Issues resolutions requiring manual application

Issues resolutions requiring manual application

Note

Before proceeding with the manual steps below, verify that you have performed the steps described in Apply maintenance updates.


[30161] Ceph Monitor nodes backups can cause cluster outage

Fixed the issue with scheduled backups of the Ceph Monitor nodes, which could cause cluster raise condition or outage. Now, the backups for different Ceph Monitor nodes run at a different time. An additional health check has been added to verify the Ceph Monitor nodes during backup.

To apply the issue resolution:

  1. Open your Git project repository with the Reclass model on the cluster level.

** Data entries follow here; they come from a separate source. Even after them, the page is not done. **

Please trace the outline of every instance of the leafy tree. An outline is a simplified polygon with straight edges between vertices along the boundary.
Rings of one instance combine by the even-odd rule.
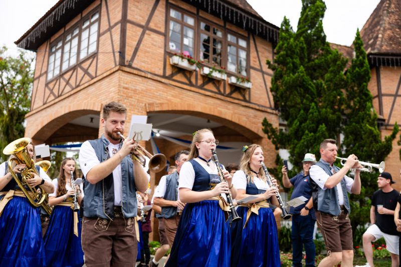
[[[15,57],[7,56],[6,47],[0,48],[0,147],[24,136],[25,114],[30,109],[33,81],[32,64],[23,52]],[[7,156],[1,153],[2,161]]]
[[[359,32],[353,45],[355,57],[347,70],[347,60],[326,41],[322,23],[325,9],[322,0],[303,0],[297,32],[284,18],[274,62],[267,62],[274,71],[271,91],[275,105],[288,131],[279,131],[266,118],[262,125],[276,149],[288,150],[295,167],[290,177],[301,170],[306,153],[319,156],[319,145],[328,138],[338,140],[340,155],[354,153],[363,161],[379,162],[391,151],[398,130],[396,125],[381,141],[367,89],[370,68]],[[344,137],[340,144],[341,135]],[[277,172],[282,166],[280,159]],[[368,221],[369,198],[377,188],[377,174],[362,175],[361,194],[351,198],[354,230]],[[370,178],[365,183],[367,176]]]
[[[367,88],[370,68],[359,30],[353,42],[355,57],[347,71],[348,86],[345,90],[346,119],[341,143],[344,155],[354,154],[363,161],[378,163],[391,151],[392,143],[398,132],[396,123],[391,134],[381,141],[377,127],[377,115],[373,108],[372,97]],[[360,195],[351,195],[352,212],[350,214],[353,230],[369,221],[370,198],[377,190],[377,172],[363,173]],[[363,207],[363,208],[362,208]]]

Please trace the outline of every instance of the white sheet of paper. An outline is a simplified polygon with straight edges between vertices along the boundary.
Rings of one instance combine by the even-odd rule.
[[[287,202],[287,205],[295,208],[296,207],[298,207],[300,205],[304,204],[307,200],[308,199],[304,196],[301,196],[293,199],[291,199],[289,201]]]
[[[247,204],[249,202],[252,201],[256,198],[258,198],[257,196],[254,195],[250,195],[245,198],[243,198],[241,200],[238,200],[237,201],[237,203],[238,204]]]
[[[148,141],[150,139],[150,134],[152,132],[152,124],[150,123],[133,123],[131,126],[128,138],[132,139],[135,135],[136,141]]]
[[[50,148],[48,145],[45,144],[35,146],[35,153],[36,154],[36,158],[50,157]]]
[[[149,210],[151,208],[152,208],[152,205],[147,205],[146,206],[145,206],[143,208],[142,208],[142,210],[143,210],[144,211],[147,211],[148,210]]]

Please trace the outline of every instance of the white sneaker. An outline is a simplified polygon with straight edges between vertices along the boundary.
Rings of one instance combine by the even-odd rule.
[[[366,262],[365,265],[355,265],[355,267],[370,267],[370,265],[369,262]]]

  2. In classes/cluster/cluster_name/ceph/mon.yml, add the following parameters:

    parameters:
      ceph:
        backup:
          client:
            backup_times:
              hour: ${_param:ceph_backup_time}
    
  3. In classes/cluster/cluster_name/ceph/init.yml, add the following pillar in the parameters section:

    ceph_mon_node01_ceph_backup_hour: 2
    ceph_mon_node02_ceph_backup_hour: 3
    ceph_mon_node03_ceph_backup_hour: 4
    
  4. In classes/cluster/cluster_name/infra/config/nodes.yml, for each Ceph Monitor node specify the ceph_backup_time parameter. For example:

    ceph_mon_node01:
      params:
        {%- if cookiecutter.get('static_ips_on_deploy_network_enabled', 'False') == 'True' %}
        deploy_address: ${_param:ceph_mon_node01_deploy_address}
        {%- endif %}
        ceph_public_address: ${_param:ceph_mon_node01_ceph_public_address}
        ceph_backup_time: ${_param:ceph_mon_node01_ceph_backup_hour}
    
  5. Log in to the Salt Master node.

  6. Apply the following states:

    salt -C "I@ceph:mon" state.sls ceph.backup
    salt "cfg01*" state.sls reclass.storage
    
  7. In crontab on each Ceph Monitor, verify that the scripts running time changed.

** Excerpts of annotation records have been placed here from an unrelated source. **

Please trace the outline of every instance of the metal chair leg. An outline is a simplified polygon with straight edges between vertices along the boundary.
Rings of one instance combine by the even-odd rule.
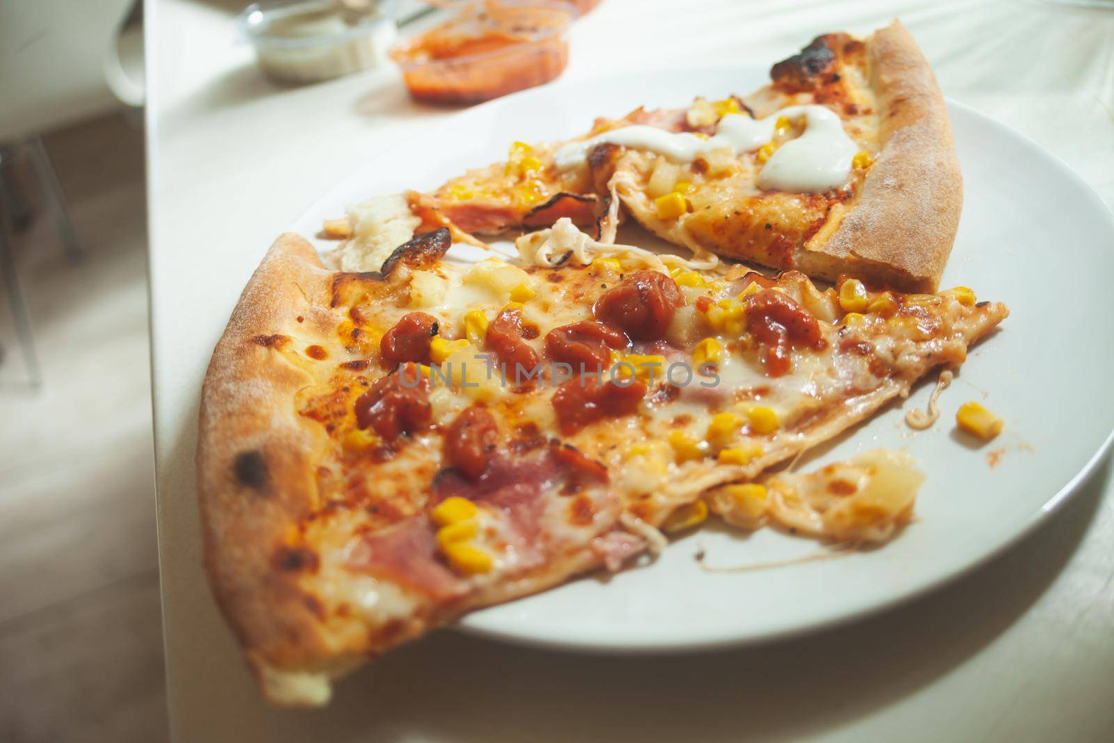
[[[28,204],[25,189],[13,177],[11,165],[14,160],[14,147],[0,147],[0,204],[4,204],[11,215],[12,232],[21,233],[35,221],[35,209]]]
[[[23,351],[23,363],[27,365],[27,374],[30,378],[31,387],[38,390],[42,387],[42,371],[39,368],[39,358],[35,353],[35,335],[31,332],[31,317],[27,311],[27,299],[23,296],[23,289],[19,284],[19,275],[16,273],[16,256],[11,250],[11,241],[8,238],[7,225],[2,224],[2,221],[0,221],[0,273],[3,274],[8,304],[11,307],[11,316],[16,323],[16,335],[19,338],[19,345]]]
[[[50,156],[42,144],[42,137],[35,135],[27,140],[25,146],[27,147],[27,154],[31,158],[31,167],[35,168],[35,175],[39,178],[39,185],[47,202],[47,208],[50,209],[55,231],[58,233],[58,238],[61,239],[62,250],[66,251],[66,255],[71,261],[80,260],[85,256],[85,243],[81,242],[81,236],[78,235],[77,229],[74,227],[74,221],[70,219],[69,206],[66,204],[66,194],[62,192],[62,184],[58,180],[55,166],[50,163]]]

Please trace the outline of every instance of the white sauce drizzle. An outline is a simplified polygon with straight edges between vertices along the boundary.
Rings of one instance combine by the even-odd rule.
[[[569,143],[554,153],[554,163],[568,170],[584,163],[596,145],[609,143],[647,149],[678,163],[691,163],[704,153],[730,149],[733,155],[758,149],[770,141],[779,117],[804,118],[804,133],[782,145],[759,173],[760,188],[791,193],[821,193],[847,183],[858,145],[847,136],[839,116],[823,106],[789,106],[764,119],[727,114],[714,137],[690,131],[665,131],[634,125],[604,131],[583,141]]]
[[[951,371],[944,370],[940,372],[940,378],[936,380],[936,388],[932,390],[932,394],[928,398],[928,405],[925,410],[920,408],[913,408],[906,413],[906,426],[918,431],[924,431],[930,428],[932,423],[937,421],[940,417],[940,393],[944,389],[951,384]]]

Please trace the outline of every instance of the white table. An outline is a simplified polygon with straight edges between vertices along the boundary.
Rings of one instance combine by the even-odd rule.
[[[770,62],[823,31],[867,32],[899,14],[948,96],[1037,139],[1114,204],[1114,12],[918,4],[606,0],[578,22],[565,78]],[[326,711],[267,708],[201,570],[194,447],[205,365],[275,235],[389,131],[447,114],[410,104],[390,70],[273,87],[227,14],[186,0],[148,7],[152,353],[176,741],[1111,740],[1108,465],[1006,555],[839,629],[656,658],[444,632],[342,683]]]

[29811] Inability to change the maximum number of PGs per OSD

Fixed the issue with inability to change the maximum number of PGs per OSD using the mon_max_pg_per_osd parameter.

To apply the issue resolution:

  1. Log in to the Salt Master node.

  2. Apply the ceph.common state on all Ceph nodes:

    salt -C "I@ceph:common" state.sls ceph.common
    
  3. Restart the Ceph Monitor, Manager, OSD, and RADOS Gateway services on the Ceph nodes in the following strict order:

    Warning

    After the restart of every service, wait for the system to become healthy. Use the ceph health command to verify the Ceph cluster status.

    1. Restart the Ceph Monitor and Manager services on all cmn nodes one by one:

      salt -C NODE_NAME cmd.run 'systemctl restart ceph-mon.target'
      salt -C NODE_NAME cmd.run 'systemctl restart ceph-mgr.target'
      salt -C NODE_NAME cmd.run 'ceph -s'
      
    2. Restart the Ceph OSD services on all osd nodes one by one:

      salt -C NODE_NAME cmd.run 'systemctl restart ceph-osd@<osd_num>'
      
    3. Restart the RADOS Gateway service on all rgw nodes one by one:

      salt -C NODE_NAME cmd.run 'systemctl restart ceph-radosgw.target'